Dinesh Rao, Executive Vice President and Chief Delivery Officer at Infosys, described the milestone as a significant step in defining what responsible, enterprise-grade AI adoption looks like in practice. He said Infosys's sustained investments in AI maturity across governance, productivity, and outcomes give clients a tested, structured path to realise AI value at scale.

Ron Lear, Vice President of CMMI Global Strategies, said Infosys brought deep, practical perspectives to the pilot that reflected the realities of deploying AI at scale in a global enterprise, and that their insights confirmed the usefulness of the CMMI AIM best practices.

Dr. Sankaran Venkataramani of KPMG noted that Infosys's successful completion reflects how AI can be embedded into engineering and service delivery with the controls and oversight required to operate at scale — balancing productivity with quality, risk management, and accountability.

 

Why This Matters for Enterprise AI

Most AI deployments globally still stall at the pilot stage. The absence of a common framework for assessing AI maturity has been a significant barrier — enterprises do not know what good looks like, and vendors have little incentive to be transparent about governance gaps.

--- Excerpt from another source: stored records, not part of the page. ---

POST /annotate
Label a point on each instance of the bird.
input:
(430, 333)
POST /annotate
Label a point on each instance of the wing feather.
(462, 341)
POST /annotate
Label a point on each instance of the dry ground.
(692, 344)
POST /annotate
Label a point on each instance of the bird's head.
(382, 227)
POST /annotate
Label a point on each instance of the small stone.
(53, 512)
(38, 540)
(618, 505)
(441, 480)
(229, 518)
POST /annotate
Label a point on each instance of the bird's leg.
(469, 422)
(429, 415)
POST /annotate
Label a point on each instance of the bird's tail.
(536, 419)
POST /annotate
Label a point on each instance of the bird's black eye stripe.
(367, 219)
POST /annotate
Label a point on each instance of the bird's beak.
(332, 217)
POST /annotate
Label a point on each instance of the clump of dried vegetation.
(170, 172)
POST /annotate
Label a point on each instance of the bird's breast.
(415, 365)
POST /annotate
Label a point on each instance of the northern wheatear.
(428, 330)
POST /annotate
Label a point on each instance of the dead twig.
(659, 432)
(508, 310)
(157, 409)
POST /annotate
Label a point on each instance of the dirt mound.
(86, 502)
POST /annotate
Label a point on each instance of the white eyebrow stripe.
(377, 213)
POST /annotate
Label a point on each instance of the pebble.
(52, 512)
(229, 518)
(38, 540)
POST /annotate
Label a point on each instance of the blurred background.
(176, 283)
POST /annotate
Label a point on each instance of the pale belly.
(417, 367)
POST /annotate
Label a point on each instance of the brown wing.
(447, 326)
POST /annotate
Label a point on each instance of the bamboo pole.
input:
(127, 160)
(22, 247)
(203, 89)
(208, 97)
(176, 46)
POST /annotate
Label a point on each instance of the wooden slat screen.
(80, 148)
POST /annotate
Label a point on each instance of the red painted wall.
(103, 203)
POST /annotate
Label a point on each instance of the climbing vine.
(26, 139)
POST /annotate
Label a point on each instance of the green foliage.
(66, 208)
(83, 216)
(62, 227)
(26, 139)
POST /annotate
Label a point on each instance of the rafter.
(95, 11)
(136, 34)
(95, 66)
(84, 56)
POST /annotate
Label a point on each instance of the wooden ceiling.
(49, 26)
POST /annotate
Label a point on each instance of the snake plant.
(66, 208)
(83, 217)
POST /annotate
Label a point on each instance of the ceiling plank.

The CMMI AIM framework, now shaped in part by Infosys's real-world deployment experience, aims to change that. For Infosys, being among the first organisations to complete the assessment and actively contribute to the framework's design positions it as a thought leader in enterprise AI governance — not just a technology service provider.

With over 325,000 employees working across 63 countries and a declared goal of being an AI-first organisation, Infosys has put its institutional credibility behind a framework that it helped build. That alignment between its own operations and the standards it promotes is a differentiator that will matter to regulated-industry clients in banking, insurance, healthcare, and government.